During this time the revisions of the DSM criteria for ASD has changed in conjunction with more public awareness and new regulations mandating third-party payment of ASD therapy. Might the spotlight on ASD in conjunction with insurance benefits result in an increase in diagnosis? An extremely large Swedish study in 2015 examined over one million children from 1993 to 2002. The incidence of ASD increased from one in 435 to one in 200. It should be noted however, that the incidence of people with autistic symptoms remained constant at a little less than one in a hundred. Lead researcher Christopher Gillberg states, “. . . our findings indicate the only thing that has increased is people’s views of autism . . .” “In many countries, autism is the most talked about and accepted of all developmental disorders, and getting the diagnosis means getting access to good services. . . “.
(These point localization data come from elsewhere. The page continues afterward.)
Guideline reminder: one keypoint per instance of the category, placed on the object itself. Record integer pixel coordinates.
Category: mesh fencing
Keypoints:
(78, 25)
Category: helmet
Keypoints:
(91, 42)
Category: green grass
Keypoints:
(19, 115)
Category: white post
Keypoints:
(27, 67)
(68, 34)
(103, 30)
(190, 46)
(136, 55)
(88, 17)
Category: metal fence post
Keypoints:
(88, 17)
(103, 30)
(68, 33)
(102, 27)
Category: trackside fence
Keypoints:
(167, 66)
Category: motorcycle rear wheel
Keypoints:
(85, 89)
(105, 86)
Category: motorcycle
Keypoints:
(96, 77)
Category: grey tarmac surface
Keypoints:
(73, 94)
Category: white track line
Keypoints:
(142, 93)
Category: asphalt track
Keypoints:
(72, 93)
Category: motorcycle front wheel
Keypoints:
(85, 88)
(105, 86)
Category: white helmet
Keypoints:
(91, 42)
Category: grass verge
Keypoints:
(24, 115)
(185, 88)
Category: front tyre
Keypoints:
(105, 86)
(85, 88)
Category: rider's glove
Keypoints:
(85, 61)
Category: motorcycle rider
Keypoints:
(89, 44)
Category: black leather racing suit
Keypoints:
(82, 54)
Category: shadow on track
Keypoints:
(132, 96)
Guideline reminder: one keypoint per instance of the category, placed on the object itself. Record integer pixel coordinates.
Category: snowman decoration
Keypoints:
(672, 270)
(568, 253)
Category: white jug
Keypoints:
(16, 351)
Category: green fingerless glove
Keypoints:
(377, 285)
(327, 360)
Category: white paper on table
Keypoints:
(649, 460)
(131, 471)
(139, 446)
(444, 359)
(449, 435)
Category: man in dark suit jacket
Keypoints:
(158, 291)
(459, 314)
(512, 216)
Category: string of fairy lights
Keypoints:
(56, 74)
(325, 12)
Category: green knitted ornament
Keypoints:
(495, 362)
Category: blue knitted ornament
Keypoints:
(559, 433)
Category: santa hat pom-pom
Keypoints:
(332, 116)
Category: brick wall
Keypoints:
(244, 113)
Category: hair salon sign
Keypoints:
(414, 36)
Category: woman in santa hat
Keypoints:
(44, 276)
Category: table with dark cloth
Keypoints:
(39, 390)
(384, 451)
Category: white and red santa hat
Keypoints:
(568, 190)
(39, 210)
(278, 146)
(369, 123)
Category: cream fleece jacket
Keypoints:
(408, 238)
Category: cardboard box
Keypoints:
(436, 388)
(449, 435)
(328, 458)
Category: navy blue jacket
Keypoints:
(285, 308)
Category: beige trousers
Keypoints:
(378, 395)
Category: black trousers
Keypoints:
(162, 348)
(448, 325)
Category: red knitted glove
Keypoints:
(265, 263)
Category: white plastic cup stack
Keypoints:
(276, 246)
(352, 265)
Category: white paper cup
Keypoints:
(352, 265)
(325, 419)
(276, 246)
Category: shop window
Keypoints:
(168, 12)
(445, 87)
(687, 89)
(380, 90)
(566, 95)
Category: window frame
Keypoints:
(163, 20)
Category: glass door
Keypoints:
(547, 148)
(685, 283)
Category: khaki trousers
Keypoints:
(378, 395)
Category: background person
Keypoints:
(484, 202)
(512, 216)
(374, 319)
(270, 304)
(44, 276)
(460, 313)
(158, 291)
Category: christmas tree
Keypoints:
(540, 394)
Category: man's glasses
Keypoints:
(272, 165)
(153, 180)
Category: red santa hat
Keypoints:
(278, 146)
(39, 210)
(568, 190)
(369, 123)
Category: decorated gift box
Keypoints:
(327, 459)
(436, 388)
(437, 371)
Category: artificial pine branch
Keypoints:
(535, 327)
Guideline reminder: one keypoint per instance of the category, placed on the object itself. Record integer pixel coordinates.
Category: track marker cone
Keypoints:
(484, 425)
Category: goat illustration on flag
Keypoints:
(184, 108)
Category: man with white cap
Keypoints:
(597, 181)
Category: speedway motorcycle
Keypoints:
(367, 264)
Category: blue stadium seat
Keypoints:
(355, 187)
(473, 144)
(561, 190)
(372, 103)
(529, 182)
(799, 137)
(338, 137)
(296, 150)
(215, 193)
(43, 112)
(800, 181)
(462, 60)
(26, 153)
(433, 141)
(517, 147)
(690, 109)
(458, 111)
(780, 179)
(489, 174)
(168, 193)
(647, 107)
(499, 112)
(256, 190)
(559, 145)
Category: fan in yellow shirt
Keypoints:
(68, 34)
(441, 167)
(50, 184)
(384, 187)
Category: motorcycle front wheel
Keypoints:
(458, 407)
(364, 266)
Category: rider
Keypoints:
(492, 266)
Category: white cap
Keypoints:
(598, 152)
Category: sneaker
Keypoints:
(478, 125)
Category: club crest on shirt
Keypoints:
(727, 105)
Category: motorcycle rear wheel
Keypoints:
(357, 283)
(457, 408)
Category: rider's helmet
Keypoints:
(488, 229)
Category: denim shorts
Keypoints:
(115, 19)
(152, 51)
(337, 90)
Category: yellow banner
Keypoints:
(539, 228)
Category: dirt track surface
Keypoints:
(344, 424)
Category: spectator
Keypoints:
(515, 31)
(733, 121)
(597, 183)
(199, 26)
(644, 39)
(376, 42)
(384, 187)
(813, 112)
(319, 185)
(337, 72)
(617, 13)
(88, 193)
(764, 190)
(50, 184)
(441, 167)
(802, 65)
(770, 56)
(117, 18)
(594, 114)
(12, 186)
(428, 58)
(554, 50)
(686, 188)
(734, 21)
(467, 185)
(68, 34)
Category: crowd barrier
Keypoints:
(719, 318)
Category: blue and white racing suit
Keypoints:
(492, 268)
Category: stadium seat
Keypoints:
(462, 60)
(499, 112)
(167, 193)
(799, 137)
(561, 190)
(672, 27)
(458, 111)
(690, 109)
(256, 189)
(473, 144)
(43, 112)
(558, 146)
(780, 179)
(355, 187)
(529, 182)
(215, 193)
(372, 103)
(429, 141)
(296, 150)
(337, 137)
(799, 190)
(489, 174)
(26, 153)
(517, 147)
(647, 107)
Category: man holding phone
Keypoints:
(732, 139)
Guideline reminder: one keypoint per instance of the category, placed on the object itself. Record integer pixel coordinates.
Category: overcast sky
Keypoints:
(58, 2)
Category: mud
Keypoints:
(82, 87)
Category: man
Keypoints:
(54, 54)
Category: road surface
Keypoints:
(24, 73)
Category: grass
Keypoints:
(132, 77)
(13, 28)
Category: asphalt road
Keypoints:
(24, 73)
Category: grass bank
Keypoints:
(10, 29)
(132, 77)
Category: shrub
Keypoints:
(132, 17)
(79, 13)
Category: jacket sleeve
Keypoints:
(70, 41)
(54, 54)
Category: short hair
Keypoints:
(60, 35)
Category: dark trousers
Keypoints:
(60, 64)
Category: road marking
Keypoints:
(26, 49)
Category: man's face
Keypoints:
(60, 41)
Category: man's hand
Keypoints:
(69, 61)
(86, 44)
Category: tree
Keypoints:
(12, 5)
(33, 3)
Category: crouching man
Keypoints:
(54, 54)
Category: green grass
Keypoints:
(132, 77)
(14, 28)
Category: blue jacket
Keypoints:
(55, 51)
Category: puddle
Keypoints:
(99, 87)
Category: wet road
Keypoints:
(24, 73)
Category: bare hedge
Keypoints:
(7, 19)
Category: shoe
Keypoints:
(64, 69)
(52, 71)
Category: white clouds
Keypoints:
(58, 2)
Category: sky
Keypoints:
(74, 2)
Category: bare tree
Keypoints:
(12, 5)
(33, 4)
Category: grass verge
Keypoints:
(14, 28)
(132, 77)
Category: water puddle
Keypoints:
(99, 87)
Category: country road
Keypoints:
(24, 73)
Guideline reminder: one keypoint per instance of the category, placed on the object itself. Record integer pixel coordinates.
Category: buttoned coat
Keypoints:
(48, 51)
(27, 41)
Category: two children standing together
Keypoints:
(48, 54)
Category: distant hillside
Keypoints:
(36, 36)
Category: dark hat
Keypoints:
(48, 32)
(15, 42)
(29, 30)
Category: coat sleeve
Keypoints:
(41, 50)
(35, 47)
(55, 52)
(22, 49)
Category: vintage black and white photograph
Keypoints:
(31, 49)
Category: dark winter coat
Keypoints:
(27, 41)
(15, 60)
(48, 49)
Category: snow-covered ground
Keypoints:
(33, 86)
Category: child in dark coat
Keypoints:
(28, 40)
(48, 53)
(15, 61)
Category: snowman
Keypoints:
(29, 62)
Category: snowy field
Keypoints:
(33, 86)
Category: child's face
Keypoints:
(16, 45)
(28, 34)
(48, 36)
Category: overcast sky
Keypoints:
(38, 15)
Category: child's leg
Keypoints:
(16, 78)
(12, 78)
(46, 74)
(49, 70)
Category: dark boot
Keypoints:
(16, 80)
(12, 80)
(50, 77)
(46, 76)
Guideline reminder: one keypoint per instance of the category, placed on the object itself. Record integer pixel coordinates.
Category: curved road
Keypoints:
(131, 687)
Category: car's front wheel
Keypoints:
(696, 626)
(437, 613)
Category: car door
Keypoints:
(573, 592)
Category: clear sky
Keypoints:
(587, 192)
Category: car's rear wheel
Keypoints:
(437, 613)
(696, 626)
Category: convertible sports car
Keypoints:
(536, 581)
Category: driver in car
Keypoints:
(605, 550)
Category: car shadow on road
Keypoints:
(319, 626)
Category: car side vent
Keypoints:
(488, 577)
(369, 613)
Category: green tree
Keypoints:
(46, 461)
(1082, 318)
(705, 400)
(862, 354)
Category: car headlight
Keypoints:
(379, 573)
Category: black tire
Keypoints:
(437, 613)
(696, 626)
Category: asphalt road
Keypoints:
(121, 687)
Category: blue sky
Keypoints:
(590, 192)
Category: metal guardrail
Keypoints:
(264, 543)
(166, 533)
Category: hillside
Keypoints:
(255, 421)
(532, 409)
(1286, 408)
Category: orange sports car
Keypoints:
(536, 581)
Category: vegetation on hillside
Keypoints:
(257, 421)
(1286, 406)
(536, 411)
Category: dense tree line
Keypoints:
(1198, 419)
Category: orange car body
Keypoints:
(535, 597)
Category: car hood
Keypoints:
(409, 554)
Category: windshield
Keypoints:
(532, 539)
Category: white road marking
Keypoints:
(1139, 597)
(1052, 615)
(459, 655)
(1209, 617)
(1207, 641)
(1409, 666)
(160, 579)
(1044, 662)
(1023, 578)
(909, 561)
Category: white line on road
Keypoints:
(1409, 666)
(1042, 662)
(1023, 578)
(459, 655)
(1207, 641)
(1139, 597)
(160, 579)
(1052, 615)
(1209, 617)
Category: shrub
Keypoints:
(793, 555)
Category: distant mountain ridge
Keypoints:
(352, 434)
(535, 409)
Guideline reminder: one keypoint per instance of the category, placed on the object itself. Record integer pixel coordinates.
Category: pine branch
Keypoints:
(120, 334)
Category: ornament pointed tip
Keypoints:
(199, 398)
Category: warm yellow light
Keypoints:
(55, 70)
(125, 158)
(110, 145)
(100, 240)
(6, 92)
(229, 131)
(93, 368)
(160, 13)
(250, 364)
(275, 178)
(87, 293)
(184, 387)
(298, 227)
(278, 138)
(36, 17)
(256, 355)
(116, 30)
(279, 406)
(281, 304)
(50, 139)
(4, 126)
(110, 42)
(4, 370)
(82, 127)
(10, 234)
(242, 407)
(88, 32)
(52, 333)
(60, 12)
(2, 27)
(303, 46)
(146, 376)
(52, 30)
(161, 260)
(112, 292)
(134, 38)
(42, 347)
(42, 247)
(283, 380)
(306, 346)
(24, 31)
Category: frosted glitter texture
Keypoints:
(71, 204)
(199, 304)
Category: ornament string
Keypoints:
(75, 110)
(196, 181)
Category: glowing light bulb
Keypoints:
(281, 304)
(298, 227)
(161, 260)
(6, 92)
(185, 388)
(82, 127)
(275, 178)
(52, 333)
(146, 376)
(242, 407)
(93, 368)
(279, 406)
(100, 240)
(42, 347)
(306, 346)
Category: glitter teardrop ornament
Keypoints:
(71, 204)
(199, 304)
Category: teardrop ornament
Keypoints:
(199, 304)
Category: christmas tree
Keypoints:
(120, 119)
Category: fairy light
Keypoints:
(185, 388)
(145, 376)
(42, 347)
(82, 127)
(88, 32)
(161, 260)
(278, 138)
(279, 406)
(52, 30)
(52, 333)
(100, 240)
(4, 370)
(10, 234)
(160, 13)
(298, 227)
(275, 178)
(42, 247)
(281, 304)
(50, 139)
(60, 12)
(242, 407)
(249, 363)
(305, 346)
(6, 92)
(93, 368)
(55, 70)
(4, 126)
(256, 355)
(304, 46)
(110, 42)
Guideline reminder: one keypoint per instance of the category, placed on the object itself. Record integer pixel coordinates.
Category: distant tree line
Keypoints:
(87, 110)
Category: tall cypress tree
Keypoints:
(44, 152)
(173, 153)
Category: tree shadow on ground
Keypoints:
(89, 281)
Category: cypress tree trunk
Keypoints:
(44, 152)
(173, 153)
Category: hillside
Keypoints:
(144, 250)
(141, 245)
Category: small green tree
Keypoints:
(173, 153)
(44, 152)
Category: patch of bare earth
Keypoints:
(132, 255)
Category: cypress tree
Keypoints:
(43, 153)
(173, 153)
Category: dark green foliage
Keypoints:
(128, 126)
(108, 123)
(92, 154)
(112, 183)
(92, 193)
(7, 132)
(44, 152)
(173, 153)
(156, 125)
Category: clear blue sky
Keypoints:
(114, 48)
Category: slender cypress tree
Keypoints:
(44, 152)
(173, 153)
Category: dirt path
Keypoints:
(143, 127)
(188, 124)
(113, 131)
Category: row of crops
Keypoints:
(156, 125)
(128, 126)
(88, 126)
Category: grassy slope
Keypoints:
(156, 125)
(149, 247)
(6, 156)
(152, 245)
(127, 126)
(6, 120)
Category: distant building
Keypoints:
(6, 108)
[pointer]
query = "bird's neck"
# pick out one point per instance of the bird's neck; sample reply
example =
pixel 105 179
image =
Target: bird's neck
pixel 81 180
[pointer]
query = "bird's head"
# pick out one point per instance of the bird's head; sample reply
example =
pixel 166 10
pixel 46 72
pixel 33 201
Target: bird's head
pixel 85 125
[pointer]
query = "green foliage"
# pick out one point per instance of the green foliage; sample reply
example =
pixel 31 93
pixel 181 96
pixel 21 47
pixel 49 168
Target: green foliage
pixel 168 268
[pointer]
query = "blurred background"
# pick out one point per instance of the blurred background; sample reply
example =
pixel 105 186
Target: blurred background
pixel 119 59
Let’s compare, for a moment, the incidence of ASD with another health concern of epidemic proportions – senile dementia. Each day in this country a little under 11,000 (10,829) children are born. If one in 66 children is diagnosed with ASD, then over 160 per day or nearly 7 per hour will be diagnosed with ASD in the United States. Now the “greying of America” phenomenon has 10,000 seniors turning 65 each day in America. The medical community estimates the rate of some form of senile dementia as about one in ten. Hence, 1,000 seniors per day — over 40 per hour – will develop some form of dementia– seven times greater than ASD!

So which is it? Is ASD really an increasing epidemic, or is this phenomenon the result of new criteria, social services, public acceptance, and regulation? Time will tell, but this we do know: epidemic or not, children diagnosed with ASD and their families do not have the luxury of hypothesizing on such matters – they are too busy trying to get from one day to the next.

Increasing prevalence or not, we need to maintain an optimistic perspective. Consider the following quote from no less than Winston Churchill: “Attitude is a little thing that makes a big difference.”

Let’s make a difference where we can — that’s one behaviorist’s opinion.